A new Lifetime ISA will be introduced in April 2017. Contributions of up to £4,000 a year until age 50 will get a 25% bonus, provided funds are used to purchase a first home or are withdrawn after age 60. Whilst it’s positive news for younger savers, the pessimists amongst us may see this as laying the foundation for more cuts to the traditional pension regime further down the line.
From the 6th April 2016, you will be able to dip into your cash ISA and replace the money in the same tax year, without it affecting your annual subscription limit.
The Good News: Pensions
The good news in the world of pensions is that there are no major changes that we didn’t already know about. There is a view in the media that George didn’t wish to upset too many people with an EU referendum around the corner.
The Good News: Tax
There’s also good news if you have incorporated (ie become a Limited Company). Corporation tax is being reduced to 17% by April 2020.

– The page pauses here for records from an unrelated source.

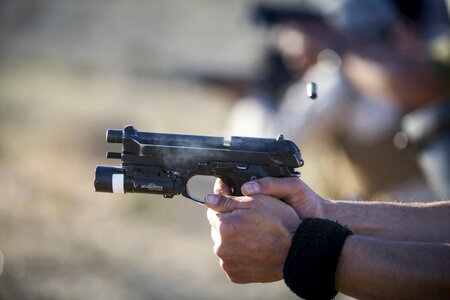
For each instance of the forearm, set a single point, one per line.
(377, 269)
(421, 222)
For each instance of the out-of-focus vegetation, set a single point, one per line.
(68, 71)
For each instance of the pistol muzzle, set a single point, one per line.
(109, 179)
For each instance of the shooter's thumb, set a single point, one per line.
(224, 204)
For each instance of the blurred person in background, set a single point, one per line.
(380, 246)
(361, 120)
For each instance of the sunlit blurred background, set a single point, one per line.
(69, 70)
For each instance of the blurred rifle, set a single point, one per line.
(269, 14)
(161, 163)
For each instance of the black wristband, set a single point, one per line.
(311, 262)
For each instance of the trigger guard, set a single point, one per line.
(187, 194)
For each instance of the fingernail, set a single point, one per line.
(212, 199)
(251, 187)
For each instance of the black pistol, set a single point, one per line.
(161, 163)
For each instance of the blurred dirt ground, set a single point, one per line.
(68, 71)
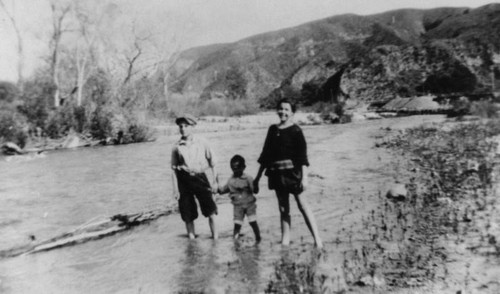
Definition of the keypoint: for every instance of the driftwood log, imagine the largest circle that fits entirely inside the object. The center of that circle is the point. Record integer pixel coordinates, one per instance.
(97, 230)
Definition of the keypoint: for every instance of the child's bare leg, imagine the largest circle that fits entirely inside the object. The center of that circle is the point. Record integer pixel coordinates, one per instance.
(256, 231)
(190, 230)
(213, 227)
(236, 231)
(309, 218)
(284, 205)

This, in conjunction with the new rules on dividend tax, may well change how incorporated doctors and dentists draw money from their business.
The Government has an overall objective to raise the personal allowance to £12,500, and the higher rate tax threshold to £50,000, by the end of this Parliament. In an endeavour to achieve this, the 2016 Budget included the announcement that the:
- Personal allowance for 2017/18 will increase to £11,500
- Basic rate tax limit will increase to £33,500, giving a higher rate tax threshold of £45,000.
Capital gains tax (CGT)
Capital gains tax is being cut to 10% for basic rate tax payers and 20% for higher and additional rate tax payers from the 6th April 2016. These reduced rates only apply to capital gains in excess of £11,100 (your tax free personal CGT allowance, regardless of what tax bracket you fall into).
But, and it is a big but, for those looking to sell their second home or rented out property, the current higher CGT rates still apply: 20% for basic rate tax payers and 28% for higher and additional rate tax payers. This adds yet another nail in the coffin for rental property owners, and continues the Government’s theme of making rental property a less attractive investment vehicle.
The Bad News: Tax
Landlord tax relief
Currently, individual landlords can deduct their costs (including mortgage interest) from their profits before they pay tax, giving them an advantage over other home buyers. Wealthier landlords receive tax relief at 40% and 45%.
By April 2020, this landlord tax relief will be restricted to 20% for all individuals.
What’s more, as of the 6th April 2016, the current ‘wear and tear allowance’ will be more stringent. At the moment, landlords can reduce the tax they pay using the wear and tear allowance, regardless of whether or not they replace furnishings in their property. From April 2016, landlords will only be able to claim tax relief when they actually replace furnishings.
What’s the overall impact of Budget 2016 on doctors and dentists?
We were expecting worse from this year’s Budget. It may still come in the future but, at this point in time, I think there are a lot of people breathing a sigh of relief.